Il Risiko dei vaccini anti-Covid. La salute è un fattore geopolitico: anche in pandemia il mondo si muove per aree di influenza

Il governo filippino ha concesso a centinaia di operatori sanitari l’autorizzazione a trovare lavoro in Inghilterra e Germania, se questi due Paesi invieranno vaccini nelle isole.
Il Brasile ha adottato ufficialmente Astra Zeneca, ma ha chiesto aiuto anche alla Cina. La Serbia, che ha adottato il vaccino cinese, è appena sotto l’Inghilterra e la sesta a livello mondiale per numero di dosi per abitanti.
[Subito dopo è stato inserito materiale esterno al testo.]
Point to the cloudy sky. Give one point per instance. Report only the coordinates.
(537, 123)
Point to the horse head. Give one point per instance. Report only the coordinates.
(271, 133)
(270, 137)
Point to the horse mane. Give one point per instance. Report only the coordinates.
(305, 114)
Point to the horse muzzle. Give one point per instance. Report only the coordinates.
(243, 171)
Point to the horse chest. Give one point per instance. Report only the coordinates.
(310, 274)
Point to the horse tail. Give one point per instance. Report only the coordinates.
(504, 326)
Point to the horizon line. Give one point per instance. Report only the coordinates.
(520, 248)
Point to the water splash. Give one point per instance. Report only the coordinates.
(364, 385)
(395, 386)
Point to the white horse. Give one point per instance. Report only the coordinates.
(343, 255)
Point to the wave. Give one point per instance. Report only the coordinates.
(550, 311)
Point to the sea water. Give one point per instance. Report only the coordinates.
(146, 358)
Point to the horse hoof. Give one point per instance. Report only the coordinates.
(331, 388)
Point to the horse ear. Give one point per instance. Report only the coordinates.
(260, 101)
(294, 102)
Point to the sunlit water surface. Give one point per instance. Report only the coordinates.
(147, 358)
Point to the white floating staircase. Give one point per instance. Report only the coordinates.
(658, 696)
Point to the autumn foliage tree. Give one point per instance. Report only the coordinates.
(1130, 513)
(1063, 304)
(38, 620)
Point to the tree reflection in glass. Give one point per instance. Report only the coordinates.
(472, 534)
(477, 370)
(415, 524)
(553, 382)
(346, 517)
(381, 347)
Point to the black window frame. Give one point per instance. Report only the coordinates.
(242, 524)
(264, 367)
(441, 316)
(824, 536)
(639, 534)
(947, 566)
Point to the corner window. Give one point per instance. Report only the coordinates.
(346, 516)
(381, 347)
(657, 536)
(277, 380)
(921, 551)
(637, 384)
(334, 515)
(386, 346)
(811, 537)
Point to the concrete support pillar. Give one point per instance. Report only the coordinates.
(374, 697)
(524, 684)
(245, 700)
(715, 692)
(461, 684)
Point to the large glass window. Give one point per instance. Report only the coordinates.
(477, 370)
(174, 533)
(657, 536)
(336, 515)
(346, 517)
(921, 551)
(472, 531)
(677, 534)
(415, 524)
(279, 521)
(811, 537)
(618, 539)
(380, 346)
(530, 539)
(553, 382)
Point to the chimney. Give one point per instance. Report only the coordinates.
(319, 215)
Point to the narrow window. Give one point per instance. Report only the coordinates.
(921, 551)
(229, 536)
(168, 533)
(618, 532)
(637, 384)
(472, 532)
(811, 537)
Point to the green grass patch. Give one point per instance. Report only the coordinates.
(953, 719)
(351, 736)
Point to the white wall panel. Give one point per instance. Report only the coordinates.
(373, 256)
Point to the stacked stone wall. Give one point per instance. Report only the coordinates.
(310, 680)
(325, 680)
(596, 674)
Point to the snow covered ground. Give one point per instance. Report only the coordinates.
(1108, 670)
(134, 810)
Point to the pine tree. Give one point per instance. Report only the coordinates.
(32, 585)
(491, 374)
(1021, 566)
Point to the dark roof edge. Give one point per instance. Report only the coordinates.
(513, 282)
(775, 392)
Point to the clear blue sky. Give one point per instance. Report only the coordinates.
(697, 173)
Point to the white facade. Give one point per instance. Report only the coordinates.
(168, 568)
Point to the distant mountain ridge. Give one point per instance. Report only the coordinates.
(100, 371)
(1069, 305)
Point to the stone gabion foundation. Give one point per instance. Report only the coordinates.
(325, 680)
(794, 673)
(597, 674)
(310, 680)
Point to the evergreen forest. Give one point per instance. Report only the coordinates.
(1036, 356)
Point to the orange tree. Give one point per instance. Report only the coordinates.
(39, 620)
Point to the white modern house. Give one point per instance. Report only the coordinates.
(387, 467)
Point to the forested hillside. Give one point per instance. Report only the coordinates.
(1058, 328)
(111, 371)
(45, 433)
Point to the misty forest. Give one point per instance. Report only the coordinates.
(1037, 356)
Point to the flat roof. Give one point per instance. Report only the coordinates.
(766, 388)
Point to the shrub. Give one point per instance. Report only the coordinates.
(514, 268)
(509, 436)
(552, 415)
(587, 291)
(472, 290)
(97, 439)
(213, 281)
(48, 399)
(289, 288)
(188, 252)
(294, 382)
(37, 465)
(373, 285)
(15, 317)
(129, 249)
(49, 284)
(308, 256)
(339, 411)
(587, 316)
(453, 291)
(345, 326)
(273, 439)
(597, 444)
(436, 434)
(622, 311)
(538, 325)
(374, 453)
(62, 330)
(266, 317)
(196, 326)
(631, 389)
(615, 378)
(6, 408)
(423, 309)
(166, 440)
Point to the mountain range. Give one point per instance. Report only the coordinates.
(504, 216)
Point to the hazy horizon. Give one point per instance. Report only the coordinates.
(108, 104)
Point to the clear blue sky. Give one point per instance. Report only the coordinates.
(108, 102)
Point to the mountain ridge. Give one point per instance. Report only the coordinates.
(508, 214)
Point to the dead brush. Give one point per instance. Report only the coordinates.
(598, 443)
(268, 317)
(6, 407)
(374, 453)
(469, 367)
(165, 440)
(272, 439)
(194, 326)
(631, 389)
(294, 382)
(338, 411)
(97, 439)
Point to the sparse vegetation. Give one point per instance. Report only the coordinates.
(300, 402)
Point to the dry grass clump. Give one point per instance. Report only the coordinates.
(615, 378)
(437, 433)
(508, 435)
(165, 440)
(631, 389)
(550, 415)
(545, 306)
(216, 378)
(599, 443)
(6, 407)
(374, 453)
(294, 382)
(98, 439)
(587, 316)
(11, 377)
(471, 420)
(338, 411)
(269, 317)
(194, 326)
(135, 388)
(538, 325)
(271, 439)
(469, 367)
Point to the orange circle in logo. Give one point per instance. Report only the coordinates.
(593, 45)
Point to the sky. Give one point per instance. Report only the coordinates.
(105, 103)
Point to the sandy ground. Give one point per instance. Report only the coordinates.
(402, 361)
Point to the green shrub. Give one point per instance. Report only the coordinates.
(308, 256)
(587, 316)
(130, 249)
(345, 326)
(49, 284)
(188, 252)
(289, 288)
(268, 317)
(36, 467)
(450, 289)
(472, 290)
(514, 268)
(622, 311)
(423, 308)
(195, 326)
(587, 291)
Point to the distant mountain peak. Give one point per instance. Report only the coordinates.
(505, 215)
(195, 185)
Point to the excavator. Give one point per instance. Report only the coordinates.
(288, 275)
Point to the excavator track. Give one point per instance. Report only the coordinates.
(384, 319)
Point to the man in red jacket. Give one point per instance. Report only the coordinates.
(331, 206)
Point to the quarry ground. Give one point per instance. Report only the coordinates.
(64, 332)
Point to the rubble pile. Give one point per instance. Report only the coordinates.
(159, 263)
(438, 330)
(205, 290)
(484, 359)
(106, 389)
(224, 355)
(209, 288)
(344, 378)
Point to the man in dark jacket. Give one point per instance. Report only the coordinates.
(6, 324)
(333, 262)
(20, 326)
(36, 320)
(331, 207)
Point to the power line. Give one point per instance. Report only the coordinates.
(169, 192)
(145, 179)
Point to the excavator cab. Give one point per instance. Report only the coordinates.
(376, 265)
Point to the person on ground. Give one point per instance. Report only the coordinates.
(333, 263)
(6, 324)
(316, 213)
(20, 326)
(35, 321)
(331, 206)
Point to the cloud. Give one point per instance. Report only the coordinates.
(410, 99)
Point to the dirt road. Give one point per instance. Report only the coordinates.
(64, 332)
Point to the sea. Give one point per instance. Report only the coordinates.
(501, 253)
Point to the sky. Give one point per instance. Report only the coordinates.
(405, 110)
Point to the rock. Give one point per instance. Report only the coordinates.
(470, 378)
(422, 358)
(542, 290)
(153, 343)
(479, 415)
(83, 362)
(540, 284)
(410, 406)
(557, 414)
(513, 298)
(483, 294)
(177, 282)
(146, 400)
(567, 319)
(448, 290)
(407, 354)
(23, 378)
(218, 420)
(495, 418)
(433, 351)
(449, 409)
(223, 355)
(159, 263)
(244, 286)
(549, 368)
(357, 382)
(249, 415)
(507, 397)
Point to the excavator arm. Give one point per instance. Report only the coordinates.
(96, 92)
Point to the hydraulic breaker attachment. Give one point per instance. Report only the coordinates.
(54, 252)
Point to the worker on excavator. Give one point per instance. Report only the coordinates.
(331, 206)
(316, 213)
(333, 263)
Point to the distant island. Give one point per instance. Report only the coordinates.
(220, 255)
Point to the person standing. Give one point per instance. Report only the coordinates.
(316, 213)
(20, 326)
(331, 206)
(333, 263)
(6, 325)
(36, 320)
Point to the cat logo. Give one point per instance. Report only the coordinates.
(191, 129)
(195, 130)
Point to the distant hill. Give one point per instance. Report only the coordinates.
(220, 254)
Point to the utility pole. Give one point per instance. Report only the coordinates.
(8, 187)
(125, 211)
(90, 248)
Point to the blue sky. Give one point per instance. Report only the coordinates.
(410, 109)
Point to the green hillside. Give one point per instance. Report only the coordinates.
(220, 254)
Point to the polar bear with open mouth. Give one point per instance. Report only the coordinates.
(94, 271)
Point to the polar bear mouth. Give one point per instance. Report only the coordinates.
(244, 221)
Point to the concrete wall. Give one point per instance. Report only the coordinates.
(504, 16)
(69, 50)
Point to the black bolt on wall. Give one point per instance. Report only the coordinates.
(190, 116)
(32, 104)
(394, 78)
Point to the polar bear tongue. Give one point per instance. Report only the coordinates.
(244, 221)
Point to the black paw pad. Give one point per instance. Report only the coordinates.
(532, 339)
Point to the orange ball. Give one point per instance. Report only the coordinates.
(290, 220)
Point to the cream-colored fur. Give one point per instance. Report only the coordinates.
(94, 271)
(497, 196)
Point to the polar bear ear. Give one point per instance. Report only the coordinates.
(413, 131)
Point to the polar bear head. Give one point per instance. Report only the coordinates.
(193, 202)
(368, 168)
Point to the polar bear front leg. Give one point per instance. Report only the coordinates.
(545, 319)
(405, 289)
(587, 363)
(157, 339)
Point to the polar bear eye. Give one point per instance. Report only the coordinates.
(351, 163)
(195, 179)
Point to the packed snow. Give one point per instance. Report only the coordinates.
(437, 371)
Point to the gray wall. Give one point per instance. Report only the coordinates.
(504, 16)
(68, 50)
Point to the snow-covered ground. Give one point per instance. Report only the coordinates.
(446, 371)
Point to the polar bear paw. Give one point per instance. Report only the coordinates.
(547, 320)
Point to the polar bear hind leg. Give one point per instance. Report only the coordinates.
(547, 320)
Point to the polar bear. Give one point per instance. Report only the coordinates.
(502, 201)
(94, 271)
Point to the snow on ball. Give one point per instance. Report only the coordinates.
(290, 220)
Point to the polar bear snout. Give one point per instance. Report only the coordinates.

L’Ucraina ha ricevuto le prime 500 mila dosi del vaccino Astra Zeneca, ma, nonostante appartenga all’Europa dove c’è una intesa che prevede solo vaccini europei e americani, ha anche fatto patti sia con la Russia che con la Cina.
Nel frattempo, il 25-26 febbraio, a causa dei ritardi a cui stiamo assistendo, si è tenuto un vertice Ue per stabilire nuove strategie per l’approvvigionamento, durante il quale sono state minacciate sanzioni e divieti all’esportazione se si dovesse scoprire che quanto promesso finisce in altre regioni. Qualcuno ha accennato alla possibilità di allargare gli acquisti anche ad aziende diverse da quelle che stanno rifornendoci per ora, ma non si è andati più in là.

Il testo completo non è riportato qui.